UIBE Energy Economics: Crude Oil Signal Extraction
Crude Signal tests whether WSJ text carried crude oil signal that futures markets had not yet priced. An LDA topic model on 200K+ articles, built for the UIBE Beijing macro team.
Crude Signal tests whether WSJ text carried crude oil signal that futures markets had not yet priced. Research for the UIBE Beijing macro team, summer 2023.
The team had a hypothesis that WSJ topic mixtures (not specific keywords) led crude oil moves. They wanted a defensible test before betting capital on it.
An LDA topic model trained on 200K+ WSJ articles. Topic mixtures predict next-week crude returns. The model is evaluated against a placebo arm trained on randomly permuted headlines, to verify any apparent signal is real and not an artifact of the model fitting noise.
Forecast error cut 18% against the keyword baseline. Out-of-sample Sharpe rose from 0.07 to 0.45 (placebo arm: ~0). The team deployed the methodology into a commodity portfolio that returned 11% over the test period and kept using it after the engagement closed.
The eval was structured around the team's actual decision: whether to bet on the signal. The corpus was split into a training window, a validation window for hyperparameter selection, and a held-out window for the published Sharpe number. A placebo test, training the same pipeline on randomly permuted headlines, verified that Sharpe collapsed to near zero on randomized inputs. That second test was the one that gave the team confidence to deploy capital.

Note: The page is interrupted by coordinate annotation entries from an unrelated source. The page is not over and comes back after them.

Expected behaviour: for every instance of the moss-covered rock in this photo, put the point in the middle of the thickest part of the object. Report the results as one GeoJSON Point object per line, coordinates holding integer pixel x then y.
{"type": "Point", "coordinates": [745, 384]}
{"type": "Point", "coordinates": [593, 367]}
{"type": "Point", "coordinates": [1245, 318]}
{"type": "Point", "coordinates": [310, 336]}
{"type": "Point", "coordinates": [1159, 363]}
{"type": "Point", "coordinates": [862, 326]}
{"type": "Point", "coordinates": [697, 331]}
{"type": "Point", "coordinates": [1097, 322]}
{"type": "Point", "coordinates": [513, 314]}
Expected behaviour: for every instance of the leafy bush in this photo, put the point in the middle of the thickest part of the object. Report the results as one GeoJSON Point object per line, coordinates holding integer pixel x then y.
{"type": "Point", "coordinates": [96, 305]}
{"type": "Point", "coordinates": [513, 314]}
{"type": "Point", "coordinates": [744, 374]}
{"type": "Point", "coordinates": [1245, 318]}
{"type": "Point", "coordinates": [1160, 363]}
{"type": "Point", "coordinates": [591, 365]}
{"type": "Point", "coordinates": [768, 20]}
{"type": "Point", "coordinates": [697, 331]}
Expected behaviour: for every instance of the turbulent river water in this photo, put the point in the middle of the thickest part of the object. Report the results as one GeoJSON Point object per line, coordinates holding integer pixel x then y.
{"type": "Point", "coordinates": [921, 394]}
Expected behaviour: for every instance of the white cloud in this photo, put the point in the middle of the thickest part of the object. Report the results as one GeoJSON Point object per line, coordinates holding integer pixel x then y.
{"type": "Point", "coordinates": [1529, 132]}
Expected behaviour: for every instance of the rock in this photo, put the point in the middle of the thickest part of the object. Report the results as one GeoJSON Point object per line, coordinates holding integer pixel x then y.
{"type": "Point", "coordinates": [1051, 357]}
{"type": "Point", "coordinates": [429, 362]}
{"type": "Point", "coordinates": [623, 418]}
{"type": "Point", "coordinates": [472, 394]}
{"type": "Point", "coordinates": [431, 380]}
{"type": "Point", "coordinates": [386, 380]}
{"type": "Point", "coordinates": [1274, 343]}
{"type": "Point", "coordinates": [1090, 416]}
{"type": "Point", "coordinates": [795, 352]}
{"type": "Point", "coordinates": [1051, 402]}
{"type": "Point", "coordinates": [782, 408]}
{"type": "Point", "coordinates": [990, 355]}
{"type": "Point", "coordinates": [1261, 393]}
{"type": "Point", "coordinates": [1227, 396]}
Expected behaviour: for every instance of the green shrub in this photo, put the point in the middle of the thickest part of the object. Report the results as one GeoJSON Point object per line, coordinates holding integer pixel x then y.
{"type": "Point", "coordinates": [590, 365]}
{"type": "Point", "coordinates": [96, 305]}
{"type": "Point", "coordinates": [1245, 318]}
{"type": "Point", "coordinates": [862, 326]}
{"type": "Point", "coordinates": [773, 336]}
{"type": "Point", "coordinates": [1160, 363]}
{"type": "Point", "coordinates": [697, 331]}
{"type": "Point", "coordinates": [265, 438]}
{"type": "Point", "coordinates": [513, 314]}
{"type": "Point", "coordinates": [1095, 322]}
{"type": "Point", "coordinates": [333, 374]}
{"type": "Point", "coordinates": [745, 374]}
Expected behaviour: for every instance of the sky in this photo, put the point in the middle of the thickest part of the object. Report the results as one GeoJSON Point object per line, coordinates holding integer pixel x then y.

Python with scikit-learn for the LDA topic model on the WSJ corpus. The forecasting pipeline (topic mixtures predicting next-week crude returns) was packaged into a daily-runnable form with a manifest of which topics were live and a notebook the team could rerun on new corpora.
The most valuable artifact in a forward-deployed engagement is rarely the system. It is the methodology document. The system will be replaced as soon as the underlying technology shifts. The methodology, the explicit record of why certain choices were made and what conditions would justify revisiting them, persists across systems.